The Taiwanese government is unprepared to deal with the financial crisis, Ma Kai (馬凱), a renowned economist and chief editorial writer at the Chinese-language Economic Daily News, said at an economic seminar yesterday.
Ma said the global economy had created many bubbles in various asset classes since the 1980s and that right now it was simply readjusting, causing severe pain.
At a seminar organized by the Chinese National Association of Industry and Commerce (工商協進會), Ma said he was uncertain when the global economy would rebound, adding he was sure “inflation will worsen as oil and grain prices continue to rise because of a growing supply and demand imbalance.”
Ma, a former researcher at the Chunghua Institute for Economic Research (中華經濟研究院), said the nation’s economy had been able to maintain growth at 3 percent to 4 percent by capitalizing on cheap labor in China.
With China’s new Labor Contract Law (勞動合同法), Taiwanese businesses could be forced to migrate to other Asia Pacific countries for their labor needs, he said.
At the same time, manufacturing companies in China have caught up with local expertise in middle to upper stream manufacturing, which has altered Taiwan’s competitiveness, he said.
“To this day, the government is still unaware of what is ailing the domestic economy. They use propaganda and brainwash the public into believing that the next quarter or next year will be better, without showing any concrete evidence,” he said.
Ma said the economic slowdown in Taiwan had begun well before the US subprime crisis and would last much longer, even after the global financial sector returns to normal.

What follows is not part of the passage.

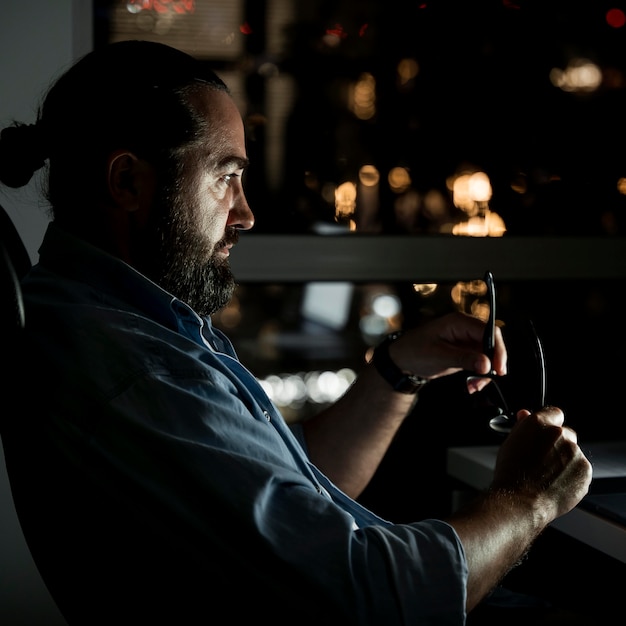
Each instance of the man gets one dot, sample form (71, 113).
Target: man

Christina Liu (劉憶如), chief economic adviser at the Daiwa Institute of Research Ltd (大和總研), agreed with Ma, pointing to the IMF’s latest GDP growth forecast of 2.1 percent for the four Asian Tigers.
“GDP numbers in and of themselves don’t mean much to ordinary workers, but they represent a country’s unemployment picture,” Liu said at the seminar.
A major fall in GDP growth would mean that many workers would be laid off and unable to meet their obligations to financial institutions.
As a result, banks would decrease credit lending to corporations, creating a vicious circle, Liu said.
Liu said that as global economies are intricately linked, policies that limit themselves to domestic issues were bound to fail. Officials must implement measures that address the entire food chain, she said.